В путаницу суждений мнение академика Б. Д. Грекова трезво вносит определенный смысл. О несуразице понимания семьи или дома как сборища пленных и рабов при доме нечего и говорить; такие определения основаны на толковании переводов Евангелия на славянский язык, и подобные «патриархальные рабы» оказались внесенными в славянский быт из византийской традиции. Так же решается вопрос о том, не одно ли и то же состояние скрывается за словами смьрдъ, холопъ или челядь. Нужно различать стилистические пласты древнерусских текстов, в которых при обозначении одного и того же явления пользовались словами разного стилистического ранга. Рабъ во всех значениях – книжное слово, но и челядь в некоторых своих значениях также является книжным. Несвободный, лишенный прав человек в переводах моравской школы Мефодия еще в конце IX в. обозначался словом челядь, в Восточной Болгарии ученики Мефодия заменили это обозначение словом домъ (Львов, 1975, с. 233). В тех древнерусских грамотах XII—XIII вв., в которых упоминается слово челядь, нет и намека на смердов, и наоборот (Зимин, 1973, с. 101); челядь всегда указывается при дворе государя-хозяина, тогда как смерд или раб связаны с работой на пашне (там же, с. 82—83). Русские договоры с греками X в. говорят о пленных и челяди, значит, в то время челядь понималась уже как некая постоянная группа зависимых лиц, не из числа пленных. Русь торговала челядью и позже, хотя церковь постоянно протестовала против продажи единоверцев неверным (Дьяконов, 1912, с. 110); челядь, таким образом, входила в состав «своих» (хотя бы по вере).

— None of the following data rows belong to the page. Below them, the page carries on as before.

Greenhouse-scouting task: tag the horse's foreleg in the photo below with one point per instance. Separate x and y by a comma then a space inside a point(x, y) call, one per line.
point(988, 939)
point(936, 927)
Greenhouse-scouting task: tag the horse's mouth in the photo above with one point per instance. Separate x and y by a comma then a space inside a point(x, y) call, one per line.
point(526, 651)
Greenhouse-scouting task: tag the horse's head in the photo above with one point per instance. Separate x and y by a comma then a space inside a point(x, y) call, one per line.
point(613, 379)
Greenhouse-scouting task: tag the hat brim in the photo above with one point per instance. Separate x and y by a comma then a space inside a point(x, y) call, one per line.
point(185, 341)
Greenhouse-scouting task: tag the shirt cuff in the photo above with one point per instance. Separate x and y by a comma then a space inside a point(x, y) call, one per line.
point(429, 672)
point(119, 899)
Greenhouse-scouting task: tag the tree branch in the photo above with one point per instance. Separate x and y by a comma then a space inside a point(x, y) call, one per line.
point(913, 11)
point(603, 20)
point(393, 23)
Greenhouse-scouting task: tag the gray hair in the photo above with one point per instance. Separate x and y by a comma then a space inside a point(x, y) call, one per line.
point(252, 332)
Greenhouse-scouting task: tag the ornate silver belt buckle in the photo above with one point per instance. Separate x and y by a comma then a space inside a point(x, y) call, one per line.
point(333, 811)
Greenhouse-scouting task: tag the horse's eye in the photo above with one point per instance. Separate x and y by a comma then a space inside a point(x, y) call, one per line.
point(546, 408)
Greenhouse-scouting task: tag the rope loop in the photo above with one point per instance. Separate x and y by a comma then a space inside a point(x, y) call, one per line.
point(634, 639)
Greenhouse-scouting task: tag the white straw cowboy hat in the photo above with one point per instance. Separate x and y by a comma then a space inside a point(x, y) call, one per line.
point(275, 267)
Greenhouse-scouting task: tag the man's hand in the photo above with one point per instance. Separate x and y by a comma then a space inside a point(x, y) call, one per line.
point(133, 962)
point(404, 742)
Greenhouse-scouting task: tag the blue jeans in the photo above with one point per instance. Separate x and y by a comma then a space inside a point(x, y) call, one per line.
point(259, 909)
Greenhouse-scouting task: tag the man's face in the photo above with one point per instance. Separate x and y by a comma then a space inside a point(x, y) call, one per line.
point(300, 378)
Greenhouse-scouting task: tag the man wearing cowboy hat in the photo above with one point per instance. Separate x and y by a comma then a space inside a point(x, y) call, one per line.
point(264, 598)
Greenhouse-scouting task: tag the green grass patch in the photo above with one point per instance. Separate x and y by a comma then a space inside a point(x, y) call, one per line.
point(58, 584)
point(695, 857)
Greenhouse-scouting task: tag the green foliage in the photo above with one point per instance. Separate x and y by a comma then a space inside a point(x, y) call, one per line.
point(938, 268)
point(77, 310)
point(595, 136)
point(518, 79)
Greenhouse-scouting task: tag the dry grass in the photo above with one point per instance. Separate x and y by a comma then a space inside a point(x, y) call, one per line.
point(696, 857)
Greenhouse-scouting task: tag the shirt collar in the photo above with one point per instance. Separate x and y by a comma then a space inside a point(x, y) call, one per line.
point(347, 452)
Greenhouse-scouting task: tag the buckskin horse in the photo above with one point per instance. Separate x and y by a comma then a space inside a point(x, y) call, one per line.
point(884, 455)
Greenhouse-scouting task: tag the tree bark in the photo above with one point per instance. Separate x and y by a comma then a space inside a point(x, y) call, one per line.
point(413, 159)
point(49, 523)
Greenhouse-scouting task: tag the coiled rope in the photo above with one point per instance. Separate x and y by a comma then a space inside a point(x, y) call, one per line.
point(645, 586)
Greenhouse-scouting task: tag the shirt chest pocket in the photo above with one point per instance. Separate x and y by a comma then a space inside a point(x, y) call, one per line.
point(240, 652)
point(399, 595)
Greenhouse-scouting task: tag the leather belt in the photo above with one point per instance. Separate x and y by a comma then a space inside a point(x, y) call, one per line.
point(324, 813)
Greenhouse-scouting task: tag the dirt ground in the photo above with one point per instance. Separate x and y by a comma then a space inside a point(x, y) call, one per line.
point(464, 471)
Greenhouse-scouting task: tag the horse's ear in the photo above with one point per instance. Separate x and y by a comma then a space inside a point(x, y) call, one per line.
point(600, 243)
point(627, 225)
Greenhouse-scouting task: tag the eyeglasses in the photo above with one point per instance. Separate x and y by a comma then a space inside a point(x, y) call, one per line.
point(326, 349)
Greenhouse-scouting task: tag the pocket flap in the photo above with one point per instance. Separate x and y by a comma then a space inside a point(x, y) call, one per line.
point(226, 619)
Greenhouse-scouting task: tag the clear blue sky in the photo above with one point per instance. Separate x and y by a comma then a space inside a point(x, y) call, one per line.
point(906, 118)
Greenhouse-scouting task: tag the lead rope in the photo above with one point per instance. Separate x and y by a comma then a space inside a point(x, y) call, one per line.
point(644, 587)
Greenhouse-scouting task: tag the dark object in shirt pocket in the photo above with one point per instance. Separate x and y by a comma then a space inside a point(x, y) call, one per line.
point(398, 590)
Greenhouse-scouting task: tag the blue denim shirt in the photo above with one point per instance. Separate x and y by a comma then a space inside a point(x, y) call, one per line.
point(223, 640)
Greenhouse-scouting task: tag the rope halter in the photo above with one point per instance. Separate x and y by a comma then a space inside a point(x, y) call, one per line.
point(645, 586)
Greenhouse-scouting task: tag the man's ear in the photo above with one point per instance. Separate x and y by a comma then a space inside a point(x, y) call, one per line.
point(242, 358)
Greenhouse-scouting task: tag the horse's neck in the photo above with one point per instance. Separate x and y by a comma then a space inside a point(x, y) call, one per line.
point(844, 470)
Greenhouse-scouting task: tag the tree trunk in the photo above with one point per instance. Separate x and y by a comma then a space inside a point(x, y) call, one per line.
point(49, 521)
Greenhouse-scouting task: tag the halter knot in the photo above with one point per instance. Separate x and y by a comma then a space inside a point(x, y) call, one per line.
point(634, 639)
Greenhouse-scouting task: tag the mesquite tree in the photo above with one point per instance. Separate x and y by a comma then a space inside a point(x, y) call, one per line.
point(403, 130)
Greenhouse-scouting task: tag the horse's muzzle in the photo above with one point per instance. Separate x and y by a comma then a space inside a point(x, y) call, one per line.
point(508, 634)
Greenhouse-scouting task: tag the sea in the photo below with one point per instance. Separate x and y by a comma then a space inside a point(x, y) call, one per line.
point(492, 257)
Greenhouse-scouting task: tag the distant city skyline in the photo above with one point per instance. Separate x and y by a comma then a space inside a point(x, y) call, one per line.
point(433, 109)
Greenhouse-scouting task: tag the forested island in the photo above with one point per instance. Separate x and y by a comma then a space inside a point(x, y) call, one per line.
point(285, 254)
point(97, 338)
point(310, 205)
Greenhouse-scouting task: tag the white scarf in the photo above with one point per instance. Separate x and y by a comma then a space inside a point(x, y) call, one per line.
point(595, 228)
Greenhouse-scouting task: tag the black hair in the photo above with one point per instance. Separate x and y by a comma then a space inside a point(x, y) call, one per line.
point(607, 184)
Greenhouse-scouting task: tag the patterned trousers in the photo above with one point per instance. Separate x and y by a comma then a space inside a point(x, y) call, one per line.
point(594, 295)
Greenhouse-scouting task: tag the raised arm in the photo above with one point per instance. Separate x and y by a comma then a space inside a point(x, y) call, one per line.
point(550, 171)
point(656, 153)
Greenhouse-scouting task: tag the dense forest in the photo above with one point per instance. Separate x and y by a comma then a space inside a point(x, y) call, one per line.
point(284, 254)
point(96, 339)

Челядь как социальный термин – многозначное слово. Устойчивым элементом смысла его являлось понятие о несвободных (лично) людях, которые живут «при доме» владыки, отличаясь от прочих лично зависимых лиц. Такова неизменная, постоянная часть значения термина. Она сохранялась до недавнего времени, и уже в «Домострое» челядь – просто слуги при доме, может быть, и лично свободные люди. Кстати, о «Домострое»; как известно, первая часть этого исключительно интересного памятника средневекового быта написана попом Сильвестром, вернее, он создал компиляцию из книжных сентенций. По стилю эта часть резко отличается от второй – бытовой, деловой, житейской, без книжной вычурности. Но там, где в первой части упоминаются «чада и домочадцы», во второй настойчиво говорится о «детях и людях», а «людей» до старинке назовут иногда челядью («как челядь кормити по вся дни»); челядь, таким образом, – «свои» люди.